Une étude, réalisée par la société Tecsol en 2012, a d’abord permis de valider la faisabilité d’un apport d’eau chaude solaire réinjectée dans la partie nord du réseau de chaleur. Puis en 2015, le bureau d’études Girus a présenté un avant-projet préconisant le couplage des panneaux avec un système de cogénération au gaz. La centrale a nécessité un investissement de 1,5 million d’euros, porté par la ville et soutenu à hauteur de 70 % par le Fonds chaleur de l’Ademe.
Diversifier le mix énergétique
Les travaux (déploiement des panneaux solaires thermiques, construction d’un local technique, etc.) ont commencé en 2016 et duré un peu plus d’un an. Tecsol a assuré la maîtrise d’œuvre liée à la production solaire et le pôle études du distributeur d’équipements solaires Eklor a vérifié tous les calculs afin d’assurer à la ville la bonne tenue des objectifs de production. En effet, dans le cadre d’un contrat de garantie solaire conclu avec l’exploitant du réseau de chaleur Engie, la maîtrise d’œuvre et l’installateur des capteurs solaires, environ 900 MWh devaient être réinjectés tous les ans pendant les cinq premières années de production.
Mis en service en 2018, le champ solaire thermique intègre 800 modules du fabricant KBB sur une surface de 2 300 m². Il alimente trois cuves de stockage de 210 m³ au total. Celles-ci permettent de rehausser la température de l’eau dans la boucle de retour. « L’eau provenant du réseau de chaleur passe par les cuves de stockage, avant de revenir au niveau de la chaufferie biomasse, qui assure le complément de chaleur si nécessaire », explique Charline Arrivé, référente solaire thermique à l’Ademe Pays de la Loire.
860 MWh par an
Affichant une puissance de 2 MW, le champ solaire produit en moyenne 860 MWh par an pour chauffer l’eau à 100 °C. « L’installation solaire se limite aux besoins de la partie nord, mais elle permet, en complément de la chaudière biomasse, d’améliorer le rendement de l’ensemble du réseau », assure Charline Arrivé.
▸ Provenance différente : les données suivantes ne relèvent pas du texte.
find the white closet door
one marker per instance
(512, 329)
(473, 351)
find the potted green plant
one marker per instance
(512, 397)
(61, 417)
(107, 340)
En outre, une cogénération au gaz naturel (deux fois 2 MW de puissance), financée par l’exploitant Engie, a vu le jour sur le site de la chaufferie bois. La gestion du site et le pilotage des installations ont été quant à eux confiés à sa filiale Engie Cofely.
La centrale solaire a nécessité un temps d’optimisation avant d’être pleinement opérationnelle et efficace. Depuis 2020, les objectifs sont atteints et désormais, elle alimente en chaleur le réseau urbain à hauteur de 4 à 5 %, pour environ 66 % de biomasse et 30 % de gaz. Au total, le réseau produit annuellement 21,5 GWh de chaleur. Grâce aux renouvelables, le site évite chaque année l’émission de 3 500 tonnes de CO2. De leur côté, les abonnés au réseau de chaleur urbain ont vu leurs factures baisser d’environ 5 % et la ville de Châteaubriant a reçu plusieurs récompenses, comme le prix « Écoréseau de chaleur » de l’association Amorce.